Talentos em fuga, a missão

Na integra

Talentos em fuga

As relações de trabalho atualmente estão mais voláteis, as pessoas vão e vêm com muita facilidade. E essa rotatividade gera vários problemas para o negócio. Quando colaboradores qualificados deixam a empresa, há uma perda preciosa de conhecimento. Além da elevação dos custos com novas contratações, perda dos investimentos em capacitação, bem como a necessidade de treinamento de novos funcionários.

Por esse motivo, elevar o grau de retenção dos talentos na organização é um dos desafios do líder. “A primeira atitude é encarar os motivos que levam os talentos a trocarem de empresa”, diz Anderson Oliveira, professor da Integração Escola de Negócios.

“Outro ponto importante é a questão da remuneração. Em tempos de grande oferta de emprego, a concorrência por colaboradores qualificados é enorme e gera uma certa inflação de salários, especialmente em posições altamente especializadas. O assédio das organizações sobre esses profissionais é crescente, com ofertas de pacotes de remuneração variável em função dos resultados, incluindo vários benefícios”, continua Anderson.

No que se refere aos profissionais mais jovens, pertencentes à geração Y, há dois fatores que têm se mostrado fundamentais: perspectivas e significado. Em geral, esses jovens esperam trabalhar em ambientes que ofereçam uma perspectiva de crescimento no curto e médio prazo. Desejam também um lugar que ofereça significado, “um algo a mais”, e a falta dessa percepção pode levá-los a buscar isso em outro lugar.
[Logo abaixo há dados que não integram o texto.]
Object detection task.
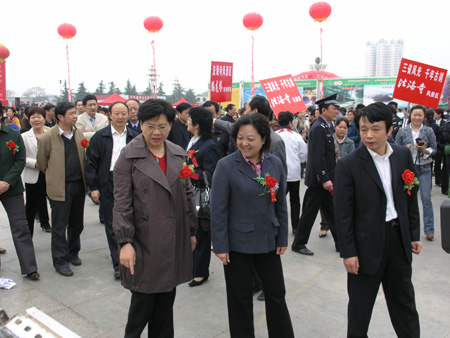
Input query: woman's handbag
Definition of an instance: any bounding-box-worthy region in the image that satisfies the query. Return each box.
[194,173,211,219]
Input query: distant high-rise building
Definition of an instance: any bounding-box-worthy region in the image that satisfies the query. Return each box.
[366,39,403,77]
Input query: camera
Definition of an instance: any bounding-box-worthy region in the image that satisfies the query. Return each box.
[416,137,425,146]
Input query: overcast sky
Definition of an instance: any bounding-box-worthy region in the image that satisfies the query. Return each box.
[0,0,450,95]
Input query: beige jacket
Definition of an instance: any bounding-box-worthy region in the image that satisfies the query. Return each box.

Segundo Anderson, outros aspectos geradores de descontentamento ocorrem quando:

  • Os colaboradores não sentem que seu trabalho é devidamente reconhecido pela empresa.
  • O ambiente de trabalho é hostil e os funcionários vivem em constante tensão.
  • Não há coerência entre desempenho e reconhecimento, ou seja, as regras do jogo no que se refere a promoções e mérito não estão claras.
  • Os processos seletivos são conduzidos de forma pouco estruturada e trazem colaboradores pouco alinhados com o perfil da empresa.
  • As pessoas não tem a chance de aplicar plenamente seus conhecimentos e habilidades.
  • Os colaboradores têm expectativas confusas ou pouco realistas com relação ao seu crescimento e reconhecimento na empresa

Mas o que fazer para evitar a perda de talentos? Anderson acredita na parceria entre três players fundamentais: a alta administração, os gestores da empresa e os profissionais de RH. Esta parceria deve definir critérios para identificar quem eles desejam reter, ou seja, quem são os legítimos talentos organizacionais. Outro ponto importante é compreender os motivos atuais das perdas de talentos, por meio das entrevistas de desligamento. Uma vez encontrados os principais fatores que estão levando “os melhores” a deixarem a empresa, cabe empreender ações efetivas para minimizar isso. “Ao meu ver, há quatro práticas essenciais que devem ser adotadas para ampliar a retenção de talentos:

  • Estabelecimento de políticas de RH claras, que tornem mais justas e criteriosas as decisões relacionadas a aumentos de salário, promoções, benefícios, etc.
  • Estratégia de remuneração que envolva a constante pesquisa comparativa de mercado e o oferecimento de pacotes atrativos de salários, que sejam sustentáveis economicamente para a empresa.
  • Estratégia de capacitação que inclua oportunidades de formação e desenvolvimento oferecidas especialmente aos funcionários que se destacam.
  • Gestão efetiva do clima organizacional, de modo a avaliar constantemente o nível de satisfação e engajamento dos colaboradores,  e que envolva ações voltadas a fazer da empresa um ambiente harmonioso e produtivo.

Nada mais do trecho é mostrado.